Now my lowly yard of fabric was my new plaid wrap skirt!

Another Re-Vitalize Your Wardrobe Idea

Let’s take the situation of TOO LONG.  I won’t design a pair of pants and then make them too long!  Of course not.  BUT….when I bought these super cute sandals suddenly I thought those pants were too long.  I wanted to show off how fun the sandals look  with those pants hitting a ‘little’ shorter than my original design.  Simply measure carefully where I wanted the pants to hit – just above the ankles when worn.  Then it was easy to re-hem using my sewing machine zig-zag stitch.  I set the width to about 3 and then set the stitch length to just over 1 on my machine then I sew so the right edge of the pants fabric is just under the stitch.  This means the zig-zag will cover the edge of the fabric and it wraps over perfectly.  No need to fold!

Re-Vitalize Your Wardrobe

I am a self-confessed fashion maven so I design 95% of my clothes.  NO closet is large enough for my obsession.  As a result I am constantly going through my wardrobe to clear out oldies.  I either sell the excess or give my friends ‘first dibs’ before I donate.  There are some designs that I still like but I don’t wear, because it’s too short, too long, doesn’t fit or it doesn’t look good in the clear light of day…………

Perfect example is the bright blue knit dress, I loved the complex design of the upper bodice but I didn’t wear the dress because it’s a tiny bit too short.  So I measured where I wanted it to hit on my hips – just barely covering my butt but not too long because I’m petite sized.  Where you cut your new hem is critical!  If it’s too long then it will overwhelm my height.  Proportion is key, when you don’t have long legs then certain things don’t look as good on you as on someone else (with those long legs).

PS – knits are great because you don’t need to re-hem as the knit won’t run!

Fabric choices & do you really know your size?

Being curvy means that you are not as angular as other people (especially guys!).
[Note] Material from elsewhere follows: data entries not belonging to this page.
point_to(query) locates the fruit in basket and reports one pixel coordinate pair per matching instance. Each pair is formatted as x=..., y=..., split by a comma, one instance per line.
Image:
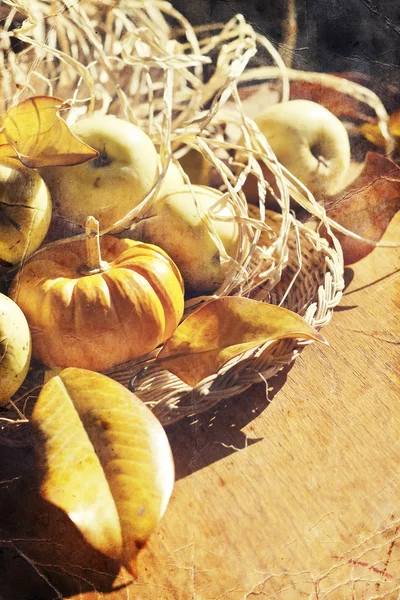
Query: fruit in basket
x=309, y=141
x=15, y=348
x=115, y=480
x=92, y=311
x=112, y=184
x=25, y=212
x=181, y=224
Figuring out the best way to present the design is entirely dependent on the fabric choice. Fabric is either a knit – which moves and changes, or it’s a static / stationary weave – which doesn’t move. My preference has usually been knit because it drapes so beautifully and the movement of the fabric as I walk is enticing. Plus knits travel typically travel very well.

I especially like a heavier knit for pants. We all love our Yoga Pant. The heavier knit has revolutionized the fashion industry, however ‘fit’ is a still key element to looking really good. Too tight and you can count the cellulite, too much fabric and you look bigger.

A few years ago I was analyzed by a fashion consultant as part of a employment perk, I was shocked when their number one critique was that my clothes were too big. They recommended I wear Petite sizes. I immediately went to the store and tried on the same suit in regular size and petite size. It was AMAZING how much better I looked in the Petite size. I’m 5’4″ and I’ve never considered myself petite however, my arms and shoulders are not regular sizes. The difference in comfort was immediate. The size of the armhole and the bust is different. I never knew this!!